Tor Browser Automation
PassAudited by ClawScan on May 10, 2026.
Overview
The skill is a coherent Tor/Playwright browser automation tool, but users should review its setup, exposed Tor ports, and anonymity limitations before use.
Install only if you are comfortable running Tor and headless browser automation. Use trusted and pinned dependencies when possible, keep Tor ports local unless intentionally exposed, do not assume full Tor Browser-level anonymity, and supervise any clicks, form fills, screenshots, or scraping actions.
Findings (3)
Artifact-based informational review of SKILL.md, metadata, install specs, static scan signals, and capability signals. ClawScan does not execute the skill or run runtime probes.
If used carelessly, the agent could interact with pages or submit information through Tor in ways the user did not intend.
The skill exposes browser automation that can click, fill fields, capture screenshots, and extract site content. This matches the stated purpose, but those actions can have real effects on visited sites.
Supports navigation, element interaction, screenshots, and data extraction through Tor network.
Use it for explicit, legal targets only; review URLs, form contents, and click actions before allowing meaningful site interactions.
Users may install changing external dependencies or container images, and optional port publishing may expose local Tor services if configured broadly.
The setup depends on external package downloads and an unpinned third-party Docker image. This is expected for Tor/Playwright automation, but provenance and version pinning are left to the user.
pip install playwright playwright install chromium ... docker run -d --name tor-proxy \ -p 9050:9050 \ -p 9051:9051 \ peterdavehello/tor-socks-proxy
Install from trusted sources, pin package/image versions where possible, and bind Tor ports to localhost unless remote access is intentionally needed.

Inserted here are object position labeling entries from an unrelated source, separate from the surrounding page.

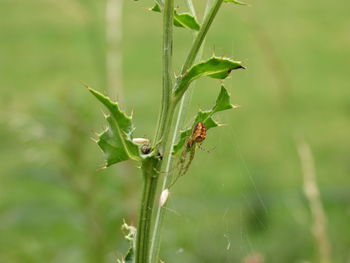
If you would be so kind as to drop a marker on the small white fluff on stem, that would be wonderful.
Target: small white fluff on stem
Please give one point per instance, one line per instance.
(163, 197)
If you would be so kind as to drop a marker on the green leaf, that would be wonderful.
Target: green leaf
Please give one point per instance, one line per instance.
(186, 20)
(235, 2)
(218, 68)
(156, 8)
(131, 237)
(222, 103)
(116, 140)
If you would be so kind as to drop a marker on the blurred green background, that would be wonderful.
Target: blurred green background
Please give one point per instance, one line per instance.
(243, 198)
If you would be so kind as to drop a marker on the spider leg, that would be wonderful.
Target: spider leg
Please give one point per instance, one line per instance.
(192, 152)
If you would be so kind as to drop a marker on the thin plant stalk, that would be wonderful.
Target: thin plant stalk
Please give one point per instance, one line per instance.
(150, 168)
(113, 52)
(210, 14)
(312, 193)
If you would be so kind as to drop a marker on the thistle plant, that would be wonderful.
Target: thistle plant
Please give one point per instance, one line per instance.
(155, 156)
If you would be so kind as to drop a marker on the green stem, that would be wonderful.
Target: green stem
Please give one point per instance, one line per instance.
(167, 72)
(147, 206)
(152, 165)
(196, 46)
(201, 36)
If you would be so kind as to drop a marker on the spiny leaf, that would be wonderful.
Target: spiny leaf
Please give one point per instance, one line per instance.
(222, 103)
(218, 68)
(184, 20)
(116, 140)
(235, 2)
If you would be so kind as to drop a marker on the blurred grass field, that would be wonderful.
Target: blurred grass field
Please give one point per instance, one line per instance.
(243, 197)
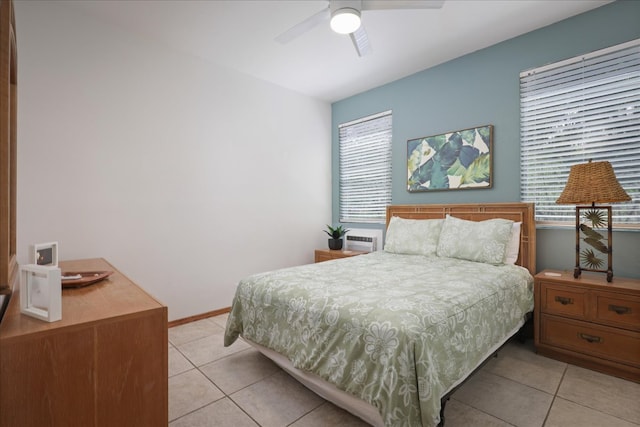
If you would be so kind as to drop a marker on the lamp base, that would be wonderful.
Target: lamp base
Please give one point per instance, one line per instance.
(588, 220)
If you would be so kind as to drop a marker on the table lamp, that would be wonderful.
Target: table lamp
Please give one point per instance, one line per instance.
(590, 184)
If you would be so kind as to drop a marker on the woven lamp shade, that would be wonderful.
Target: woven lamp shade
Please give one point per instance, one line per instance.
(593, 182)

A user could overestimate the anonymity or anti-fingerprinting properties of this tool compared with the official Tor Browser.
The guide makes broad anonymity and isolation statements. The provided implementation shows Playwright Chromium using a SOCKS proxy, not a full Tor Browser environment with demonstrated circuit-isolation or fingerprinting protections.
**Isolate circuits**: Each browser context uses a fresh Tor circuit ... **Fingerprinting**: User agent is set to Tor Browser default **DNS leaks**: All DNS queries go through Tor SOCKS5 proxy
Treat this as Chromium routed through Tor, not as full Tor Browser anonymity; verify DNS, circuit isolation, fingerprinting, and operational-security requirements before sensitive use.